Careless capacity management in the cloud can get you into trouble because storage can grow almost invisibly over time. If you wait until the cloud is almost at capacity, two things can happen: 1) hardware lead times can cause you to hit capacity limits before the new hardware arrives, and 2) a sudden spike in instance usage can cause you to hit capacity before you had originally planned. (This can be compounded by #1 if you're not careful.)
After gathering a lot of data from multiple regions of a very large cloud over the course of a year, I was able to see growth patterns over time. These patterns enabled me to determine upper limit percentages (utilization) from which to trigger the hardware ordering process. Couple this with a solid understanding of the lead times from your hardware vendor, and you should be able to keep the cloud from hitting maximum capacity before new hardware is racked, stacked, and assimilated. Working with standard hardware configurations also makes this process faster and easier. You must also keep in mind what “size” of hardware to buy so as to scale out rapidly without causing problems due to a single hardware node failure.

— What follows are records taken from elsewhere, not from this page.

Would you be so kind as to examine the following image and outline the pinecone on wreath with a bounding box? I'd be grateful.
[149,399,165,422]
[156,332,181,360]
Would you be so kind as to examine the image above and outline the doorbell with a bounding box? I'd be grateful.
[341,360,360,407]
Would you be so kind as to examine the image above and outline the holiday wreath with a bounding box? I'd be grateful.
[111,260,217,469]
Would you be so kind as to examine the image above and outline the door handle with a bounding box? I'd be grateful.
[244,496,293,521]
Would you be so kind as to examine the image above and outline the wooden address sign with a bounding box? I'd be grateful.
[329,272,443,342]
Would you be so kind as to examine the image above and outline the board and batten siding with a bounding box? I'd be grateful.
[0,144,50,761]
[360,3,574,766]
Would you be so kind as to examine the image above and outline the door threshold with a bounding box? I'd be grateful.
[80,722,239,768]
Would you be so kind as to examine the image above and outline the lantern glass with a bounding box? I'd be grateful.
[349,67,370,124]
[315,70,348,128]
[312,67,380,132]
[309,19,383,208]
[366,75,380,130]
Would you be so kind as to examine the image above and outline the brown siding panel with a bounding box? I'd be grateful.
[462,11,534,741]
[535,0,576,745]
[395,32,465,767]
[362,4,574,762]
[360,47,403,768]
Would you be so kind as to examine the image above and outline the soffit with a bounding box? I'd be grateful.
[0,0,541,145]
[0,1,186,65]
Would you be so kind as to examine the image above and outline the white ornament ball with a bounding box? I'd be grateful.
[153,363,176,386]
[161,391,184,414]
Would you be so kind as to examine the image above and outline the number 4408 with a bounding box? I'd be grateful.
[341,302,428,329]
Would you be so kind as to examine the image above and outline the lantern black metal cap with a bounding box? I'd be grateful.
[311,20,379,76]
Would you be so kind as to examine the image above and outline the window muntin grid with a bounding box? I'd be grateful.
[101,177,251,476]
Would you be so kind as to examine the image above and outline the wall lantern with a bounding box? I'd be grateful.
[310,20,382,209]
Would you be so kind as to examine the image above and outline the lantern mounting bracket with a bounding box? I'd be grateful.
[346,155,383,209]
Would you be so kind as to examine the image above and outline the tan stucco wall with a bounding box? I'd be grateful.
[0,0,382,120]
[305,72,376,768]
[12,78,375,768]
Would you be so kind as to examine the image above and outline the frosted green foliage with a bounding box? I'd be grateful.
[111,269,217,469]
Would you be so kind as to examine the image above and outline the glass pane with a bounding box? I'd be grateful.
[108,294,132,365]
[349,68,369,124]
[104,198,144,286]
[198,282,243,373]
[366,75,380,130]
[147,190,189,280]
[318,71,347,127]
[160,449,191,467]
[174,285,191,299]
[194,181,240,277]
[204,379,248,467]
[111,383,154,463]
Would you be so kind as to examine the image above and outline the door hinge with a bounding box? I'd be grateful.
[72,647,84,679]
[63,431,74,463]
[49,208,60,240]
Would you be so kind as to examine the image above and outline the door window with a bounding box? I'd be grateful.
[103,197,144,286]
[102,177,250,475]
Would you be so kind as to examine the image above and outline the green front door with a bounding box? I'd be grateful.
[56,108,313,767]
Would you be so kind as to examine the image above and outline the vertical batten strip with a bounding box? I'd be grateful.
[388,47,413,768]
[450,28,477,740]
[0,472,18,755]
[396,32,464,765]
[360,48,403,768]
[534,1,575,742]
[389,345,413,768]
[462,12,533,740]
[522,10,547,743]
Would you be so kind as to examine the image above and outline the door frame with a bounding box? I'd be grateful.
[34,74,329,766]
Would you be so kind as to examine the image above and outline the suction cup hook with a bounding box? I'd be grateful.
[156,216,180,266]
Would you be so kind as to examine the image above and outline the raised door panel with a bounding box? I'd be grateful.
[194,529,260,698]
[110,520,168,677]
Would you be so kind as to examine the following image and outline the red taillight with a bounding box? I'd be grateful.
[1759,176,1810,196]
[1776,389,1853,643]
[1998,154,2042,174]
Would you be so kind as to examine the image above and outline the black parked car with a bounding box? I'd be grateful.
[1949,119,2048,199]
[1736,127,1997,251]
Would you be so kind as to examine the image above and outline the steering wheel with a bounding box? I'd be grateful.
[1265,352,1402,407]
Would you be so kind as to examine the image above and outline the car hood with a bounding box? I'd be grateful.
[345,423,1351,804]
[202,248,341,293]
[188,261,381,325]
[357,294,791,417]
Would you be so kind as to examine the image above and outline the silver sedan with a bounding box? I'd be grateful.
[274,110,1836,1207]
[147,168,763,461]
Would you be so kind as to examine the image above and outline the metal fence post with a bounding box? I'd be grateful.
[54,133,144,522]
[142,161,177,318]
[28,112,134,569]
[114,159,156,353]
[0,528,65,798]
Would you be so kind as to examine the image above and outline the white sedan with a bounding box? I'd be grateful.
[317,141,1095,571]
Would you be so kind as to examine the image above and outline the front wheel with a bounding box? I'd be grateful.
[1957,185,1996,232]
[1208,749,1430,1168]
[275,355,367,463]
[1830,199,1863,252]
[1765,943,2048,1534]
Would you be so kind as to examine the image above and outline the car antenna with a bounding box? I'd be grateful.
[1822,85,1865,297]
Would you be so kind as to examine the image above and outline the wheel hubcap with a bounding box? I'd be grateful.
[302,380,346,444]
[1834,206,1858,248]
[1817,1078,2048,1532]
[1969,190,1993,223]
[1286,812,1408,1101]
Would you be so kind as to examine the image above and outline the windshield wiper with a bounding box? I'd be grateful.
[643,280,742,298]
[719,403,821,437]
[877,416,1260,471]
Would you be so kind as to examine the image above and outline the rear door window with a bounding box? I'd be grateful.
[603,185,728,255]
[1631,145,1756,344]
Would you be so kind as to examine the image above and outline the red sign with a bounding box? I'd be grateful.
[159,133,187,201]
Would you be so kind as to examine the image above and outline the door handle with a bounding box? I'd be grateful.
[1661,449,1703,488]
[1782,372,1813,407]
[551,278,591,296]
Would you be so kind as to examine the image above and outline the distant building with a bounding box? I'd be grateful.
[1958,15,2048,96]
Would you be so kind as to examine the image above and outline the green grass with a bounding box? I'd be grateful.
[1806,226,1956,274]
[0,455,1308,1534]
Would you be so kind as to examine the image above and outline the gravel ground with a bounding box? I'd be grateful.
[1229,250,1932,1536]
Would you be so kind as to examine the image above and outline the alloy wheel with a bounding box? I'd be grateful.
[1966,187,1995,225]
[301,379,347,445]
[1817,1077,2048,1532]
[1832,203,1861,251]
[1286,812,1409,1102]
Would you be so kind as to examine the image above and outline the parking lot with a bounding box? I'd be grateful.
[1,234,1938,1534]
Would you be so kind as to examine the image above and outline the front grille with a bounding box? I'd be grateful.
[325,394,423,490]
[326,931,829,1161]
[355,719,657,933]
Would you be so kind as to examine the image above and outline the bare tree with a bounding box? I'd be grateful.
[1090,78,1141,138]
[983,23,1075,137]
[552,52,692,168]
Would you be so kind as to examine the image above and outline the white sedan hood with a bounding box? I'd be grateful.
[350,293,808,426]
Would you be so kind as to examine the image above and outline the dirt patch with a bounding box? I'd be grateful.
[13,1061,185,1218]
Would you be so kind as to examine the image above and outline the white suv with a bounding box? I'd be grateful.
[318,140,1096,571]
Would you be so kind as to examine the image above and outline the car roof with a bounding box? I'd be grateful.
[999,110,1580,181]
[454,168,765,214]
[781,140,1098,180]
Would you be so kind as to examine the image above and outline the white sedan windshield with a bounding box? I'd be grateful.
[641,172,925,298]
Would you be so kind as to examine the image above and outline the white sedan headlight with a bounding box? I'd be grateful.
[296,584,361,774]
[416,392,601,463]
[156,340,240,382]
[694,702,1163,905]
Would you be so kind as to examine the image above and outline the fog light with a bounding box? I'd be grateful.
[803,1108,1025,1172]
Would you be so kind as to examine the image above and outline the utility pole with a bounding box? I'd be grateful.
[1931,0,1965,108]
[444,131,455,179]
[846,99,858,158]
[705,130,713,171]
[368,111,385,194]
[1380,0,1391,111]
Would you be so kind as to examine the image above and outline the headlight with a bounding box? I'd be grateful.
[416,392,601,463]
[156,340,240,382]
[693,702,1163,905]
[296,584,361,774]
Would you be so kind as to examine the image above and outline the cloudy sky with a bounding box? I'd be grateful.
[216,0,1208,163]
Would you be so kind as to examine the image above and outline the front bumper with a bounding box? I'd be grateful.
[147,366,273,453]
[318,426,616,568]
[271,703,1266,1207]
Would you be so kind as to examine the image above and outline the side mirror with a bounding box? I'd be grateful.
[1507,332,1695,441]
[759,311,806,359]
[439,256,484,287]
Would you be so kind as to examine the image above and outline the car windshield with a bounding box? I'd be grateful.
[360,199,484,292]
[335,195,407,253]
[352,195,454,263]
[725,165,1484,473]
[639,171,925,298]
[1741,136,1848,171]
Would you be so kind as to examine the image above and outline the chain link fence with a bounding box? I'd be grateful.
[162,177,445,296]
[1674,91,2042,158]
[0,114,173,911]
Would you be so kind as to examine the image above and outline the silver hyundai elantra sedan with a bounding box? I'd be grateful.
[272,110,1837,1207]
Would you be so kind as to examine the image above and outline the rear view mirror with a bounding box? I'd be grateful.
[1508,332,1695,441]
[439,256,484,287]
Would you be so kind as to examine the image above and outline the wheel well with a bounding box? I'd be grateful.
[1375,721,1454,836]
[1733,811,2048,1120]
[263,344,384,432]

During this session, I’ll discuss:
- Best practices to chose a standard hardware configuration that is rapidly scalable and will not cause severe ‘boot storm’ issues if a failure happens
- How to plan for initial server counts for a new cloud or region and set apredictable growth trend for usage in that cloud
- Recognizing when to trigger the hardware procurement process so that it aligns with projected growth and known vendor lead times
After attending this session you’ll be able to employ capacity management best practices to ensure maximum service uptimes, minimum service disruptions, and ease the transition of capacity expansion.